Direct care and labor unions collaborate

Direct care and labor unions collaborate

Healthcare costs are of major concern to employers as well as to their employees. Companies that provide healthcare as a benefit to their team members face increasing premiums, often in a time when they also realize they need to cut operational costs. Employees can have high deductibles and copays that add to the cost of their healthcare premiums. Some of these companies have discovered that working with their employee unions on a solution proves beneficial to all.

While unions can have contentious relationships with company management, the United Auto Workers (UAW) national leaders collaborated with one of its members’ employers to reduce healthcare costs and to keep the company operations in the US. Spirit AeroSystems, based in Kansas, was searching for a way to reduce its expenses and determined that it might need to move its Oklahoma operations offshore, which would mean hundreds of lost jobs.
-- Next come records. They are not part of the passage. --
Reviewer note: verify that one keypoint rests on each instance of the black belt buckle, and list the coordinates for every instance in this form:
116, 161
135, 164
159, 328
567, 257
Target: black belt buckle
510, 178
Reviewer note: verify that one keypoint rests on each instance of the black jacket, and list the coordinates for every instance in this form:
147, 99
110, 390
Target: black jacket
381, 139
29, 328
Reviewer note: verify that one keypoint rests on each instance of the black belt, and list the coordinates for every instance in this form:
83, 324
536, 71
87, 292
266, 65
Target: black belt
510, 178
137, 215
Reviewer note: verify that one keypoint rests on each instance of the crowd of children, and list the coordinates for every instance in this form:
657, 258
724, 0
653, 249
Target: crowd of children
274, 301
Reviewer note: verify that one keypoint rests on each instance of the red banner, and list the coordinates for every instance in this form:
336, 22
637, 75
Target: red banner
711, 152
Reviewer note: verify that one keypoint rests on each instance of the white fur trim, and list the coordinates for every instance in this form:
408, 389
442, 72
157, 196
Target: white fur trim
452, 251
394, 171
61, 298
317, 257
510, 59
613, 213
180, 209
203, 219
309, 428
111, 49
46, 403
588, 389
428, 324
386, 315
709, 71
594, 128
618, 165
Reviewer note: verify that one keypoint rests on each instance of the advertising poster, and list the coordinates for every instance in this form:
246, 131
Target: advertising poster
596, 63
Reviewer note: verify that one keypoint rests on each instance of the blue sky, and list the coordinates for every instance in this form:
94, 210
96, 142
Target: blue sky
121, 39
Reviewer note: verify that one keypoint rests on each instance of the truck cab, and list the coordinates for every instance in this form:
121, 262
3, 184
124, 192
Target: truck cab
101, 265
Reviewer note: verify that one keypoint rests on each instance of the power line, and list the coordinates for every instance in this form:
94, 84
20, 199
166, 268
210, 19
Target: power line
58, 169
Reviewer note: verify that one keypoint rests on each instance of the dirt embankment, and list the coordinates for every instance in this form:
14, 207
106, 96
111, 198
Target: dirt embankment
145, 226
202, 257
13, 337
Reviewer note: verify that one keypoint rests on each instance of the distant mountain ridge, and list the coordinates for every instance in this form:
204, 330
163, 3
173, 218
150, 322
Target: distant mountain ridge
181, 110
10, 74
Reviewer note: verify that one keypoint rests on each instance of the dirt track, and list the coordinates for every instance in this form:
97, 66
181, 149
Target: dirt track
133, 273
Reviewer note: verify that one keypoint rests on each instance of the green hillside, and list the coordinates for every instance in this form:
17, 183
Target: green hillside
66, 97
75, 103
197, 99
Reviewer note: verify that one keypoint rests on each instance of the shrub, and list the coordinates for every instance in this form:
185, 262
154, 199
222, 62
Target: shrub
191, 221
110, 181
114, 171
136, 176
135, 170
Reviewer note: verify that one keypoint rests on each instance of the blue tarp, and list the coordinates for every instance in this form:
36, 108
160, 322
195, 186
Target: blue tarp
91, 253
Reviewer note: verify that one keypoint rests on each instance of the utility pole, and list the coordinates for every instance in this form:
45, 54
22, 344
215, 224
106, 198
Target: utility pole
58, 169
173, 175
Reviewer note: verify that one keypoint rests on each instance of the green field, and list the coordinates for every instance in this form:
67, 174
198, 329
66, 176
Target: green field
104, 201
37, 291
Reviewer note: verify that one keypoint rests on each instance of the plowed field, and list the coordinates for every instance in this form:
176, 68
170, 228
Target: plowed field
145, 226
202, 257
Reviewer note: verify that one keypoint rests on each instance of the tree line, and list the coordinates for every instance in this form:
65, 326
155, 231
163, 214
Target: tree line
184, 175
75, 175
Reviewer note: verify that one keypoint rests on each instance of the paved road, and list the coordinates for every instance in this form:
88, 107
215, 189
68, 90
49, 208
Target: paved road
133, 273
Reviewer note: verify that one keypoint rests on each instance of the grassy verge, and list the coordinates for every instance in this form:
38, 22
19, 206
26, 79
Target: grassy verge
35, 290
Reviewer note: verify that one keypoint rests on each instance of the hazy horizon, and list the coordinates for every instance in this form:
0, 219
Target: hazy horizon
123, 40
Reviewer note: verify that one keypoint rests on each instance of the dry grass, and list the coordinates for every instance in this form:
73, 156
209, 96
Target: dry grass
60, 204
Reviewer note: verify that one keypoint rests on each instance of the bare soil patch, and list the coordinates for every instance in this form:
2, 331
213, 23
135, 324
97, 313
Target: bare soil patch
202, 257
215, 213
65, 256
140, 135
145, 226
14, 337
UAW national leaders pitched a new idea to the management of Spirit AeroSystems: a direct care model of healthcare, specifically “a direct primary-care provider newly formed with investment from another national labor union.” Spirit implemented the new healthcare plan, which reduced costs for the company and for its employees and was able to keep its operations in Oklahoma.

The direct care model is based on monthly membership fees and is focused on preventative care. Unlike insurance coverage, there are no deductibles or office visit copays. The collaboration between Spirt AeroSystems, the UAW local in Tulsa, and the direct care provider, SolidaritUS, began in July 2018 when three direct care clinics were launched. Each of those clinics cares for fewer than 1,000 patients so each patient receives personalized care. The direct care model also provides same-day appointments and after-hours access.

The results of the direct care and labor union collaboration have been “significant.” Visits to the emergency room and to urgent care clinics are down as are health plan premiums. Although employees were at first skeptical, patient satisfaction surveys are now “off the charts.” The collaboration between the UAW, SolidaritUS, and Spirit AeroSystems is “one of a growing number of examples of labor unions taking control of rising healthcare costs by reimagining such factors as how care is provided and how employers contract with pharmacy benefit managers for prescription drugs.”